Mottled Duck

The Mottled Duck is intermediate in appearance between the female mallard and the American black duck. It is closely related to those species, and is sometimes considered a subspecies of the former, but this is inappropriate. Along the Gulf of Mexico coast, the mottled duck is one of the most frequently banded waterfowl. This is due in part to the fact that it is mostly non-migratory. Approximately one out of every twenty mottled ducks is banded, making it an extremely prized and sought after bird among hunters.

Mottled Duck

Mottled Duck

Appearance: – The male Mottled Duck has a light-buff head and neck, a dark crown and eye-stripe, dark-brown eyes, yellow beak, a dark-brown body with black spots on the breast and black markings on the body, dark-brown tail, dark-brown wings with shiny green-blue speculum, and the legs and feet are orange. The female is similar but has an orange beak which is sometimes lined with black splotches at the edge or base.

Size: – Typical Adult is 17-24 inches.

Food: – Mainly plants, but also some molluscs and aquatic insects. Will graze on land or dabble in shallow water.

Habitat: – Coastal marshes, wetlands, and wet grasslands. There are two populations which are both non-migratory with one population residing on the Gulf of Mexico and the other in Florida.

Breeding Season: – Mainly May to June.

Eggs: – 6 to 12 (cream or greenish white color).
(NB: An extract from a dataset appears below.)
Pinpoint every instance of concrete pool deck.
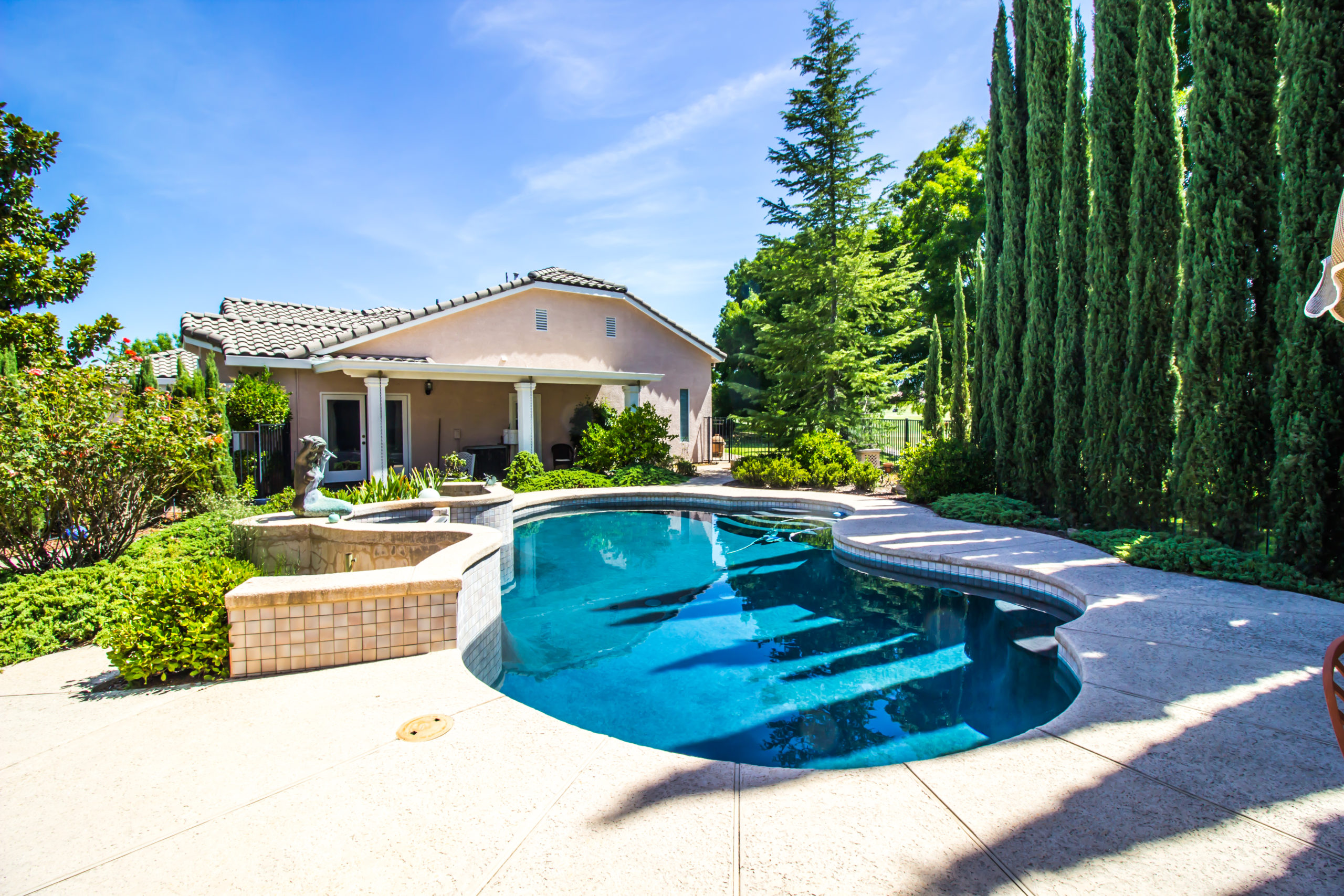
[0,494,1344,896]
Notes: – The Mottled Duck or Mottled Mallard is a medium sized dabbling duck which resembles a female Mallard or American Black Duck which it is related to. There are two distinct populations of Mottled Duck – Anas Fulvigula which is found on the Gulf of Mexico, and Anas Fulvigula Fulvigula found in Florida and called the Florida Duck or Florida Mallard. As with all Mallard ducks they are able to produce fertile hybrids with their close relatives such as the Mallard and American Black Duck but there is currently no cause for concern and they are listed as a separate species. The Mottled Duck is common.

The different types of wild ducks can be grouped into puddle, aka “dabbling” and diving ducks. The dabblers mostly feed in smaller bodies of shallow water or along shorelines, where they are able to tip their bodies forward to reach their food on the bottom. There are divers who feed in deeper water where they dive and pursue their quarry. Some of these birds, the Harlequin Duck for example, actually dives to the bottom of fast-flowing waters and feeds on life forms attached to rocks.